Now we can look at the opposite - cases where our predictor was certain something was a serious assault, but it was filed as a simple assault.
df[~predicted_correctly].sort_values(by='prediction_dist', ascending=False).head(n=20)
Again, mostly reports of domestic violence. This time they often involve stabbing and knives, words that we've already seem are high triggers for a report to be marked as aggravated.
punch_df = df[df.DO_NARRATIVE.str.contains("KNIF")]
print("Predicted")
print(punch_df.prediction.value_counts(normalize=True))
print("Actual")
print((punch_df.serious | punch_df.downgraded).value_counts(normalize=True))
Oddly, though, it looks like the classifier tends to under-report stabbings, not over-report. Although 86% of reports involving the word "STAB" are marked as aggravated, the classifier only marks them as serious 81% of the time.
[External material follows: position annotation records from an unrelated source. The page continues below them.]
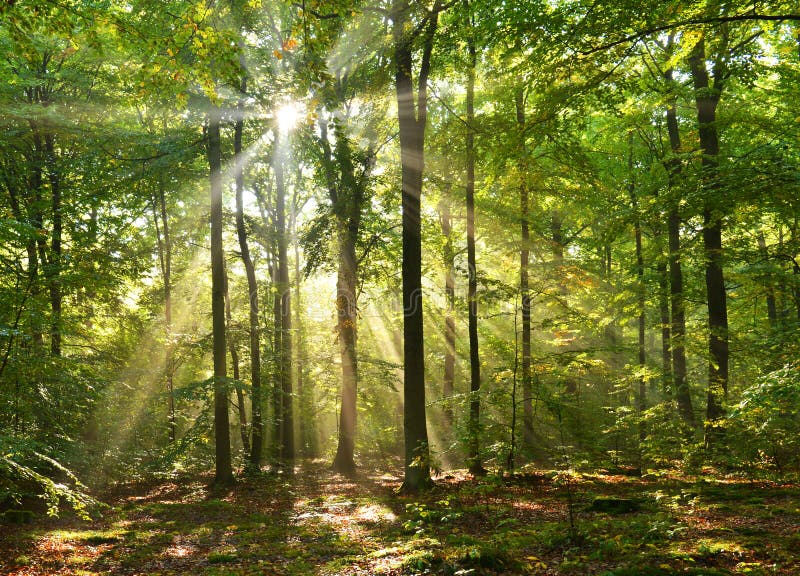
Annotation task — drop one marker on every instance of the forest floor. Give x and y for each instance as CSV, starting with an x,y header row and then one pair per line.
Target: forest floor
x,y
317,522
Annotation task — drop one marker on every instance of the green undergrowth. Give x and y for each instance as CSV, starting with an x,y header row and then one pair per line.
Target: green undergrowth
x,y
319,524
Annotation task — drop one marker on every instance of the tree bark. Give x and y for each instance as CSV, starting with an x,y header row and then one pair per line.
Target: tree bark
x,y
772,307
412,119
474,431
286,452
680,383
347,201
222,443
240,409
306,428
255,446
448,259
165,259
706,100
524,287
641,392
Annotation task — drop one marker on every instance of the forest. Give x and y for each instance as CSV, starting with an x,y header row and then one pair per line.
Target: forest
x,y
400,287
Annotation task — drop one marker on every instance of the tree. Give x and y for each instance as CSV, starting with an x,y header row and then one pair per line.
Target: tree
x,y
222,442
412,118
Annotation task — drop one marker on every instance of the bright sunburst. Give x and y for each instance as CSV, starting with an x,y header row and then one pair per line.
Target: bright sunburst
x,y
288,115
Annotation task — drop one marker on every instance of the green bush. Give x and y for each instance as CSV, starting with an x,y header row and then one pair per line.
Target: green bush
x,y
765,425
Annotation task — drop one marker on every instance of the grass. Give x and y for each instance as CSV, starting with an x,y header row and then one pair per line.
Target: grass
x,y
322,524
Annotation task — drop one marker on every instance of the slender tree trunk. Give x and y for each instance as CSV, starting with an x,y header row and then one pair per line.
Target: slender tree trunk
x,y
772,308
222,442
347,328
165,260
348,204
277,346
706,100
284,290
412,119
524,288
680,382
307,427
474,456
255,448
641,393
795,264
237,377
448,381
664,321
54,275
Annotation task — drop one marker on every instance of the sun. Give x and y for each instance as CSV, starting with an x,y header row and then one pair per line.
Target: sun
x,y
288,115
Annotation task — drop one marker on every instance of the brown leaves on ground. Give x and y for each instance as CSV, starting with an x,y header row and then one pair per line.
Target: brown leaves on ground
x,y
317,522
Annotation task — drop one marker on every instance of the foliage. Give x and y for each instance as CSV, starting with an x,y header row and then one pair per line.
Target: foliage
x,y
767,421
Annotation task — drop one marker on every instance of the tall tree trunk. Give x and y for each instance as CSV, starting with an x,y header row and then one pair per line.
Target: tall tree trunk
x,y
412,119
347,203
664,321
448,259
256,446
284,291
54,275
772,308
706,100
641,393
165,259
277,346
524,288
306,427
680,382
222,441
347,329
474,456
237,377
It appears that domestic abuse cases might be an especially problematic topic in terms of classification, with more going into the situation than just a clear-cut definition of assault categories.
Review#
We reproduced an ersatz version of a Los Angeles Times piece where they uncovered serious assaults that had been downgraded by the LAPD to simple assault. We don't have access to the original classifications, so we used a dataset of assaults between 2008 and 2012 and downgraded a random 15% of the serious assaults.
Using text analysis, we first analyzed the words used in a description of assault - less common words were given more weight, and incredibly common words were left out altogether. Using these results, we then created a classifier, teaching the classifier which words were associated with simple assault compared to aggravated assault.
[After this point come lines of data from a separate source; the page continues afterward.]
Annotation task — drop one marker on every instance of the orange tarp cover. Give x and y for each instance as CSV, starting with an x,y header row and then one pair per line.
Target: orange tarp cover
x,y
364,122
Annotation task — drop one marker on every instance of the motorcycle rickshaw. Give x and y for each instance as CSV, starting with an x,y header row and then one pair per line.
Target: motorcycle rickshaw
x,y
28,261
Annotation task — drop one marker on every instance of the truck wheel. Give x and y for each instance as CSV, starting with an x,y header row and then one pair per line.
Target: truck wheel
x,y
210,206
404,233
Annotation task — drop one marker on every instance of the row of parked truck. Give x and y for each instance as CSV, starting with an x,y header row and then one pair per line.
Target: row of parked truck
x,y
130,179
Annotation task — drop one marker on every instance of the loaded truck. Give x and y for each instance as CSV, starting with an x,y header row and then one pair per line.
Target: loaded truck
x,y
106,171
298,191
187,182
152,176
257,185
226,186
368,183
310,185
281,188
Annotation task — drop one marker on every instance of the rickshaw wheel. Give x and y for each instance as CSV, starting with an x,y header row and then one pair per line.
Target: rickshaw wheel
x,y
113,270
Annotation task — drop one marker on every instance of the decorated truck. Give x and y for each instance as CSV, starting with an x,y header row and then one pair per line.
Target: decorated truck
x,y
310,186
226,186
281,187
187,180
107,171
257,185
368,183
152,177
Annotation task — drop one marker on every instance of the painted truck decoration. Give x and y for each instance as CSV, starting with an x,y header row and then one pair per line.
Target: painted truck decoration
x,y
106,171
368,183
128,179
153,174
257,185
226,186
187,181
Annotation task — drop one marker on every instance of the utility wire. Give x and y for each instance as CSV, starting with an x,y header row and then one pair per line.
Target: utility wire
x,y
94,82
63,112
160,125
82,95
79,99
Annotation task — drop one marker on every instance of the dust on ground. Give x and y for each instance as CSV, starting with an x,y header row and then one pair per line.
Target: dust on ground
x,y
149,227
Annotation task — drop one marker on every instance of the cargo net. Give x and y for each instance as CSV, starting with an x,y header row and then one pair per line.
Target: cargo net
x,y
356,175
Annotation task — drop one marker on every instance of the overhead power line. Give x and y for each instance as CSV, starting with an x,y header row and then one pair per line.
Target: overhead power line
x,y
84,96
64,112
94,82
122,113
Finally, we used the classifier to predict whether each assault was aggravated or simple assault. If a crime was predicted as serious but marked as non-serious, it needed to be examined as a possible downgrade. Our algorithm correctly pointed out around 65% of the randomly downgraded crimes.
Discussion topics#
- Our algorithm had 88% accuracy overall, but only 65% in detecting downgraded crimes. What's the difference here? How important is one score compared to the other?
- We only hit around 65% accuracy in finding downgraded crimes. Is this a useful score? How does it compare to random guessing, or going one-by-one through the crimes marked as non-serious?
- What techniques could we have used to find downgraded crimes if we didn't use machine learning?
- Is there a difference between looking at the prediction - the 0 or 1 - and looking at the output of
decision_function
? - What happens if our algorithm errs on the side of calling non-serious crimes serious crimes? What if it errs on the side of calling serious crimes non-serious crimes?
- If we want to find more downgraded cases (but do more work), we'll want to err on the side of examining more potentially-serious cases. Is there a better method than picking random cases?
- One of our first steps was to eliminate all crimes that weren't assaults. How do you think this helped or hindered our analysis?
- Why did we use LinearSVC instead of another classifier such as LogisticRegression, RandomForest or Naive Bayes (MultinomialNB)? Why might we try or not try those?
- You don't work for the LAPD, so you can only be so sure what should and shouldn't be a serious crime. What can you do to help feel confident that a case should be one or the other, or that our algorithm is working as promised?
- In this case, we randomly picked serious crimes to downgrade. Would it be easier or more difficult if the LAPD was systematically downgrading certain types of serious crimes? Can you think of a way to around that sort of trickery?
- Many people say you need to release your data and analysis in order to have people trust what you've done. With something like this dataset, however, you're dealing with real things that happened to real people, many of whom would probably prefer to keep these things private. Is that a reasonable expectation? If it is, what can be done to bridge the gap between releasing all of the original data and keeping our process secret?